= Free Haven Project =

The Free Haven Project was formed in 1999 by a group of Massachusetts Institute of Technology students with the aim to develop a secure, decentralized system of data storage. The group's work led to a collaboration with the United States Naval Research Laboratory to develop Tor, funded by DARPA.

==Distributed anonymous storage system==

The Project's early work focused on an anonymous storage system, Free Haven, which was designed to ensure the privacy and security of both readers and publishers. It contrasts Free Haven to anonymous publishing services to emphasize persistence rather than accessibility. Free Haven is a distributed peer-to-peer system designed to create a "servnet" consisting of "servnet nodes" which each hold fragments ("shares") of documents, divided using Rabin's Information dispersal
algorithm such that the publisher or file contents cannot be determined by any one piece. The shares are stored on the servnet along with a unique public key. To recover and recreate the file, a client broadcasts the public key to find fragments, which are sent to the client along anonymous routes. For greater security, Free Haven periodically moves the location of shares between nodes.

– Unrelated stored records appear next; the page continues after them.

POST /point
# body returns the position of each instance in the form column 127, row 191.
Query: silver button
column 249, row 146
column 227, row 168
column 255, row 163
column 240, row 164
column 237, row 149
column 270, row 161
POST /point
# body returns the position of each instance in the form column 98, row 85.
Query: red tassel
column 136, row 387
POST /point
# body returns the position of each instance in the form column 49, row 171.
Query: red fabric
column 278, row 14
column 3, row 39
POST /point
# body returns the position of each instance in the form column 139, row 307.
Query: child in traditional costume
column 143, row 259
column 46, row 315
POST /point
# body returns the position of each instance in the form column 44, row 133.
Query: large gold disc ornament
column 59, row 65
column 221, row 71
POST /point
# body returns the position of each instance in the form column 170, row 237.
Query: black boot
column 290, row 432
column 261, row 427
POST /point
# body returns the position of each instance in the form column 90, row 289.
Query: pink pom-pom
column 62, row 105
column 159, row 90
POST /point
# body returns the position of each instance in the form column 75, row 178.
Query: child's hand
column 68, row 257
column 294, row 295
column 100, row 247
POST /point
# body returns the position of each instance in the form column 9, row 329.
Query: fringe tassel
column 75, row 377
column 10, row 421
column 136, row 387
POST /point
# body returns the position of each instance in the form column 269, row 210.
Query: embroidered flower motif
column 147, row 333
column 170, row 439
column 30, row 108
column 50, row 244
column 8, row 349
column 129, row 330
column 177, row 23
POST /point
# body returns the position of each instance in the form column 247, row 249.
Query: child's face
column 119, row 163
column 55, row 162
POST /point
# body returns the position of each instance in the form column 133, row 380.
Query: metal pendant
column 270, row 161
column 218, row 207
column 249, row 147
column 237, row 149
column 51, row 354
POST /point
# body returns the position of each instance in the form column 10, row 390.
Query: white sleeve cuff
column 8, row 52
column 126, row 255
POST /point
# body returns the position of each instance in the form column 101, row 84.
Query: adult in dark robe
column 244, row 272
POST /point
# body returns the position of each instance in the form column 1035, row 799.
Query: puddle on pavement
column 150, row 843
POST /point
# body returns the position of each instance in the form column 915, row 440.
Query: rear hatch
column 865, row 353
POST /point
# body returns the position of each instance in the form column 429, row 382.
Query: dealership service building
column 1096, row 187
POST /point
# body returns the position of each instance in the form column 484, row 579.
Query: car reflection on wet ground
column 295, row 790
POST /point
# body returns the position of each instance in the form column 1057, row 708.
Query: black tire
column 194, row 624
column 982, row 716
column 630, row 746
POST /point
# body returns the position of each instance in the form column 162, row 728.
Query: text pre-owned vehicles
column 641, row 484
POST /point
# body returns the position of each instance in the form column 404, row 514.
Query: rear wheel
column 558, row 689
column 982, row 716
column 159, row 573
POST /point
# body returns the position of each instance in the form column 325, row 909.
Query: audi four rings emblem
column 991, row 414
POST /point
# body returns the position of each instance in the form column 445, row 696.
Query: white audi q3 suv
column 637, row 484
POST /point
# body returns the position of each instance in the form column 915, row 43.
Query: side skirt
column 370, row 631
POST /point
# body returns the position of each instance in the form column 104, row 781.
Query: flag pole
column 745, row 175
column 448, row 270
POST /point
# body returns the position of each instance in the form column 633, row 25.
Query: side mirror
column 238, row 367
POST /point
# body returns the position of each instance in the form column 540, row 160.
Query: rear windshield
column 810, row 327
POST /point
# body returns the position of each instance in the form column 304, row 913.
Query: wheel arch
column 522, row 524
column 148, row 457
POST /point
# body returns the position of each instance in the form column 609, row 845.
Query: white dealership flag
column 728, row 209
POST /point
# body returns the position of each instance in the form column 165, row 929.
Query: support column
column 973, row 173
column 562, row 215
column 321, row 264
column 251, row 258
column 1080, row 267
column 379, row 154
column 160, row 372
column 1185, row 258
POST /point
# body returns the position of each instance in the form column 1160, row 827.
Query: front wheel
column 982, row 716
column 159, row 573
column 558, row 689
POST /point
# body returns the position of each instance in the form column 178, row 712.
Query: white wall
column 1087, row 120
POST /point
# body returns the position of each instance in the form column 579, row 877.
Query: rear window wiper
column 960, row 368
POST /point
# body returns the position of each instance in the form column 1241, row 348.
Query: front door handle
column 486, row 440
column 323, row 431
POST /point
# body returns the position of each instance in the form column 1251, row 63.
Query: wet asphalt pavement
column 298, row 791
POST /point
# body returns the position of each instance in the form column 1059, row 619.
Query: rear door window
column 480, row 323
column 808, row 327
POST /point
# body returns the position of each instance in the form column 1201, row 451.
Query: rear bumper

Its function is similar to Freenet but with greater focus on persistence to ensure unpopular files do not disappear. The mechanisms that enable this persistence, however, are also the cause of some problems with inefficiency. A referral- or recommendation-based "metatrust" reputation system built into the servnet attempts to ensure reciprocity and information value by holding node operators accountable. Although nodes remain pseudonymous, communication is facilitated between operators through anonymous email.

==Work with Tor==

Tor was developed by the US Naval Research Laboratory and the Free Haven Project to secure government communications, with initial funding from the US Office of Naval Research and DARPA. Tor was deployed in 2003, as their third generation of deployed onion routing designs. In 2005, the Electronic Frontier Foundation provided additional funding to the Free Haven Project. In 2006, the Tor Project was incorporated as a non-profit organization.